In this paper, a new technique for the optimization of (partially) bound queries over disjunctive Datalog programs with stratified negation is presented. The technique exploits the propagation of query bindings and extends the Magic Set (MS) optimization technique. An important feature of disjunctive Datalog is nonmonotonicity, which calls for nondeterministic implementations, such as backtracking search. A distinguishing characteristic of the new method is that the optimization can be exploited also during the nondeterministic phase. In particular, after some assumptions have been made during the computation, parts of the program may become irrelevant to a query under these assumptions. This allows for dynamic pruning of the search space. In contrast, the effect of the previously defined MS methods for disjunctive Datalog is limited to the deterministic portion of the process.

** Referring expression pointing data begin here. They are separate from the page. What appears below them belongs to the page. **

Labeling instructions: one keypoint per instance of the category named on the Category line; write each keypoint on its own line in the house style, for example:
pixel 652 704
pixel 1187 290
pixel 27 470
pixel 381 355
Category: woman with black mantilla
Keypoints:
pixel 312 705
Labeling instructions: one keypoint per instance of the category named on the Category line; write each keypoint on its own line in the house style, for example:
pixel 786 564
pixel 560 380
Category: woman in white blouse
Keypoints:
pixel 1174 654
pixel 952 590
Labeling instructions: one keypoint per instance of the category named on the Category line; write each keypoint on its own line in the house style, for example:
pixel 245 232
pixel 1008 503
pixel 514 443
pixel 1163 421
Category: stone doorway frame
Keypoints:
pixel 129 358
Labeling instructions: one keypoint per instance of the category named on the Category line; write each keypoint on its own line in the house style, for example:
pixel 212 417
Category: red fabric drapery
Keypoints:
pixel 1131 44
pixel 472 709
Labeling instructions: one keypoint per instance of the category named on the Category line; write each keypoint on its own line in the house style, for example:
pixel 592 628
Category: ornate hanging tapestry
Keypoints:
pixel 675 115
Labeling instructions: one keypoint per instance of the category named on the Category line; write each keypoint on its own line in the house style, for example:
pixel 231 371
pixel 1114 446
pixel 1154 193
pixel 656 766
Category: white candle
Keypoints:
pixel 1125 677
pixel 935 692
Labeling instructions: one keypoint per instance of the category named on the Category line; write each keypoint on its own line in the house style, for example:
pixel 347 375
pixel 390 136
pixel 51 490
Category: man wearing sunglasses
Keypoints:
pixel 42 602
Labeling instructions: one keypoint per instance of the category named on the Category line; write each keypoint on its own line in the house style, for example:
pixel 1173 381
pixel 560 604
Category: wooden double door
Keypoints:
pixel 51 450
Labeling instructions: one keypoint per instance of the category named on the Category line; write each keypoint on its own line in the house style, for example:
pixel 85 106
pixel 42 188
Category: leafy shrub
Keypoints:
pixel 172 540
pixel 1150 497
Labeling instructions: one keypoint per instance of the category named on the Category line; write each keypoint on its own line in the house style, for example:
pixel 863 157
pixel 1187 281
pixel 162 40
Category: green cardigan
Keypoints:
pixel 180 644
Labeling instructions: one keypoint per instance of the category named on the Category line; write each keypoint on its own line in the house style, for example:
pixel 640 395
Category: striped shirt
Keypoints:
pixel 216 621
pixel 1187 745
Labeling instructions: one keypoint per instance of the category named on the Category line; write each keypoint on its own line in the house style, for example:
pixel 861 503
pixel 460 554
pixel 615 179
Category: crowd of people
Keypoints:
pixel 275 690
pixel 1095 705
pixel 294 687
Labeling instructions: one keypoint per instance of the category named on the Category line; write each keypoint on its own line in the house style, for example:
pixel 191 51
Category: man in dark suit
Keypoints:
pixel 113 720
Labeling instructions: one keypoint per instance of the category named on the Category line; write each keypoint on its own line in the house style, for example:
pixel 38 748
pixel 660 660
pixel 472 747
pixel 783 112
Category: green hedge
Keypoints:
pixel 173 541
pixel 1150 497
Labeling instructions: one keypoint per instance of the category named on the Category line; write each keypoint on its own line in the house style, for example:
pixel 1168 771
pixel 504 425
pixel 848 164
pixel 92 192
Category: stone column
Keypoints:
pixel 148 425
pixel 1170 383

In this way, the potential performance gain by using the proposed method can be exponential, as could be observed empirically. The correctness of MS is established thanks to a strong relationship between MS and unfounded sets that has not been studied in the literature before. This knowledge allows for extending the method also to programs with stratified negation in a natural way. The proposed method has been implemented in DLV and various experiments have been conducted. Experimental results on synthetic data confirm the utility of MS for disjunctive Datalog, and they highlight the computational gain that may be obtained by the new method w.r.t. the previously proposed MS methods for disjunctive Datalog programs. Further experiments on real-world data show the benefits of MS within an application scenario that has received considerable attention in recent years, the problem of answering user queries over possibly inconsistent databases originating from integration of autonomous sources of information.